KTO DLA CLEVERLY'EGO W PIERWSZEJ OBRONIE?
Wygląda na to, że nie Erik Skoglund (26-0, 12 KO), a Badou Jack (20-1-3, 12 KO) mógłby być pierwszym pretendentem dla Nathana Cleverly'ego (30-3, 16 KO) w obronie pasa WBA Regular wagi półciężkiej. W kuluarach przewija się również polskie nazwisko.
"Czekam na ciebie" - zaczepił czarnoskórego Szweda panujący champion. Jego potencjalny rywal do niedawna zasiadał na tronie WBC, ale niższej kategorii - super średniej. Nie był już jednak w stanie osiągnąć limitu 76,2 kilograma i na stałe zmienił dywizję na półciężką. On również chce takiej potyczki, ale póki co nie ma jeszcze odzewu ze strony jego promotorów. Tak przynajmniej twierdzi opiekujący się karierą Walijczyka Eddie Hearn.
- Kilka razy zwróciłem się do przedstawicieli grupy Mayweather Promotions z zapytaniem o walkę Cleverly vs Jack, lecz ani razu nie dostałem żadnej konkretnej odpowiedzi. A skoro nie ma z ich strony zainteresowania, to będziemy musieli chyba poszukać innego rywala na pierwszą obronę - stwierdził Hearn.

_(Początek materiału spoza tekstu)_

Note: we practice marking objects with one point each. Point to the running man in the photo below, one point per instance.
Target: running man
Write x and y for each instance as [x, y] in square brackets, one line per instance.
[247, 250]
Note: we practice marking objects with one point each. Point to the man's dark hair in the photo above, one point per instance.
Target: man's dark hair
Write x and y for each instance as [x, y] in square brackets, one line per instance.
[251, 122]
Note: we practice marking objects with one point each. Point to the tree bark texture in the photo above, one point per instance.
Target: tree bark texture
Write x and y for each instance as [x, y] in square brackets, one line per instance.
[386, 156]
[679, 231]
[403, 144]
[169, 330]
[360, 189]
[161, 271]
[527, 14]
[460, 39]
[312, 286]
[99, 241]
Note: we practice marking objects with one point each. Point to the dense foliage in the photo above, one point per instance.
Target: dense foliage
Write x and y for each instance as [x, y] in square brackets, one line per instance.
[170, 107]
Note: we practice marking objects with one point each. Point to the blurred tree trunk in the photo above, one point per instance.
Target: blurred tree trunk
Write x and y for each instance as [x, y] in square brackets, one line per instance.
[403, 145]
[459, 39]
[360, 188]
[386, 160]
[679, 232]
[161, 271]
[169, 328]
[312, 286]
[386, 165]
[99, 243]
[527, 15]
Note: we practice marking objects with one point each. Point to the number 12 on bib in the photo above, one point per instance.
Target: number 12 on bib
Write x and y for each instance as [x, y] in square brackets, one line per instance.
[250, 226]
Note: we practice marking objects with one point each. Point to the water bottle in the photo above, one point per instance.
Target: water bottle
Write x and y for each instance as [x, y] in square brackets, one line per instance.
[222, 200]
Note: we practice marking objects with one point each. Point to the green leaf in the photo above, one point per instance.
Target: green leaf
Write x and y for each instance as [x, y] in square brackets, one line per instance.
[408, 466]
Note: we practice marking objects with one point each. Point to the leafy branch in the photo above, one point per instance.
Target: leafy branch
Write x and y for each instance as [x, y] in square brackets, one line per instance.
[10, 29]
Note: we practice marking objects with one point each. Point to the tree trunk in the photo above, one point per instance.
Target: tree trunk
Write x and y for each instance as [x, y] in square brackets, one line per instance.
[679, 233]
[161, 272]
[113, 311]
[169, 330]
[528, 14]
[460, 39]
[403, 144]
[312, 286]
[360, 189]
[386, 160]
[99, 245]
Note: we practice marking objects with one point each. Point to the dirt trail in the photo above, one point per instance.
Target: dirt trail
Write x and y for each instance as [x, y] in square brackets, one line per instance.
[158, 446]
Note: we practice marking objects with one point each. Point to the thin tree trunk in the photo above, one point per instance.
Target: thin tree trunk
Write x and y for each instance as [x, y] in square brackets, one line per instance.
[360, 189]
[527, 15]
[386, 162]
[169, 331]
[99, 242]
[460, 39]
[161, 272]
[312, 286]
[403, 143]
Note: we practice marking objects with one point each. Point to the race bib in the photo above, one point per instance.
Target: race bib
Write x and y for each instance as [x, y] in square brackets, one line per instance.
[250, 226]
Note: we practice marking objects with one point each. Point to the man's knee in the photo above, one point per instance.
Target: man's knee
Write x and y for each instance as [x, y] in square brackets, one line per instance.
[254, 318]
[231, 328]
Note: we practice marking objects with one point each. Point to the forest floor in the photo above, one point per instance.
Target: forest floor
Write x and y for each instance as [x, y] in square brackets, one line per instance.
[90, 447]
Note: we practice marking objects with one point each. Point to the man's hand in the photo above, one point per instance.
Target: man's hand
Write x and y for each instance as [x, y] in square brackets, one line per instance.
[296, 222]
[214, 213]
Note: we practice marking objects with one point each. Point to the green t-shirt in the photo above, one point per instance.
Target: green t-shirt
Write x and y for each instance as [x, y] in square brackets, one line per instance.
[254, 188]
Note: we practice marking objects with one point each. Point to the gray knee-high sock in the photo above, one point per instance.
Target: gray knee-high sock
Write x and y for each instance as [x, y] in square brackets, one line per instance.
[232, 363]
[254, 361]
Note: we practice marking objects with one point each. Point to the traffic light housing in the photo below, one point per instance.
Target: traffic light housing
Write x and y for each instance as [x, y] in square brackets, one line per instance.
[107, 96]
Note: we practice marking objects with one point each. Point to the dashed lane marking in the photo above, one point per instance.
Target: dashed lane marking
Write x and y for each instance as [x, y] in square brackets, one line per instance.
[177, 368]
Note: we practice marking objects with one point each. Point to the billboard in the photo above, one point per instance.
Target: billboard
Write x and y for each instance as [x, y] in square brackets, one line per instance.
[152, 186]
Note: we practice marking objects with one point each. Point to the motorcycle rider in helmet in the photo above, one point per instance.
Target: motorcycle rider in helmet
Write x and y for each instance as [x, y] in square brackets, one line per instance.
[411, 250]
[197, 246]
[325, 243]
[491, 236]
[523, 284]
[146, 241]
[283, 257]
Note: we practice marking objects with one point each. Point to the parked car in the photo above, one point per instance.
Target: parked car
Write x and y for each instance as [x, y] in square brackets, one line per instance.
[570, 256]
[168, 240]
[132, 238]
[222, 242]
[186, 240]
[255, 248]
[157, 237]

Brytyjczycy myślą również rewanżu z Andrzejem Fonfarą (29-4, 17 KO), jednak tym razem to oni chcieliby mieć przewagę swojego podwórka. A "Polski Książę" do Wielkiej Brytanii raczej się nie wybiera.
Wcześniej z Cleverlym łączony był Skoglund. Walka miałaby się odbyć 20 maja na ringu w Nykoping, czyli rodzinnym mieście niepokonanego Szweda.
Z Cleverlym mógłby poćwiczyć obrony, uniki itd. czyli elementy których nie prezentował w ostatniej walce.